Eine besondere friedenspolitische Herausforderung für europäische Politik stellt dabei die Frage dar, wie es gelingen kann griechische Maximalforderungen zu begrenzen, ohne dabei die besondere Qualität des türkischen Nationalismus zu leugnen, der sich auf ein weitaus größeres ökonomisch-militärisches Machtpotential stützt und die regionale Ordnung als solche neu schrieben möchte. Dies erfordert zunächst einen Blick auf den historischen Hintergrund.

Von Lausanne zum Gasstreit

Der türkische Unabhängigkeitskrieg von 1919-22 wendete nicht nur die dem Ersten Weltkrieg folgende griechische Invasion ab, sondern führte als de facto Fortsetzung jungtürkischer Ideologie zur Vertreibung des Gros der zum Teil seit Jahrtausenden in Anatolien lebenden griechischen Bevölkerung. Trotz dieser blutigen Vorgeschichte hatten Ankara und Athen in den ersten Jahrzehnten der türkischen Republik relativ gute diplomatische Beziehungen. Insgesamt waren territoriale Fragen durch den Vertrag von Lausanne (1923) einvernehmlich geregelt: Ankara hatte im Krieg die Verfügungsmacht über Anatolien gewonnen und damit sein zentrales Kriegsziel erreicht. Nur sehr wenige Inseln unmittelbar vor der anatolischen Küste gehörten zur Türkei und die weit überwiegende Mehrheit zu Griechenland. Für zahlreiche dieser griechischen Inseln unmittelbar vor der türkischen Küste, wurde die Seegrenze zwischen beiden Staaten entsprechend geregelt, dass sie dort nur wenige Meilen vor der türkischen Küste verläuft.

Auch wenn der Vertrag von Lausanne es nicht explizit ausspricht, die griechischen Inseln wurden bei Unterzeichnung nicht als kleine vorgelagerte Enklaven betrachtet, vielmehr konstituiert sich der Staat Griechenland aus Festland und Inselarchipel.
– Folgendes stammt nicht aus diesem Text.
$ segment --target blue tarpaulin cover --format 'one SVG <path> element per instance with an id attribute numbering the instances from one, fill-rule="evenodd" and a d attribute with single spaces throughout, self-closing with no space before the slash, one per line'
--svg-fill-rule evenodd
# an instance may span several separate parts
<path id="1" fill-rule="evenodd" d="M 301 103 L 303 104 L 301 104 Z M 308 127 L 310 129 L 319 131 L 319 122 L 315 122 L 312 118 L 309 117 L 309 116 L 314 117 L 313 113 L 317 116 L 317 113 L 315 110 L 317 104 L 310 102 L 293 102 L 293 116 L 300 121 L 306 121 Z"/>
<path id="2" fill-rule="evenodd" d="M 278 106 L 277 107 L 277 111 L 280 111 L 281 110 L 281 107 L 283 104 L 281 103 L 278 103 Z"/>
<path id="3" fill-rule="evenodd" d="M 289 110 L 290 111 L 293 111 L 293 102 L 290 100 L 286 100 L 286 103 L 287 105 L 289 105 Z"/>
Die freie Passage türkischer Schiffe durch die Ägäis wurde durch die Grenzziehungen (6 Seemeilen Hoheitsgewässer) um die Inseln herum ohnehin nicht tangiert und der Vertrag von Lausanne bildete in der türkischen Geschichtsschreibung die Grundlage eines nationalen Siegesmythos.

Allerdings wurde die Inselgruppe des Dodekanes am südöstlichen Rand der Ägäis im Vertrag von Lausanne der damals expandierenden Regionalmacht Italien zugesprochen. Erst in Folge der Niederlage des faschistischen Italiens wurde sie 1948 mit Griechenland vereint. Doch die kleine, heute von etwa 500 Menschen bewohnte Dodekanes-Insel Kastellorizo liegt relativ weit ab vom restlichen Dodekanes sowie insbesondere des ägäischen Archipels. Größere Streitigkeiten erwuchsen daraus zunächst jedoch nicht, denn die damals vorherrschende und beiderseitig akzeptierte Rechtsaufassung definierte Hoheitsgewässer als 6 Meilenzonen und der Türkei entstanden auch aus ihrer Sicht kaum gravierende Nachteile.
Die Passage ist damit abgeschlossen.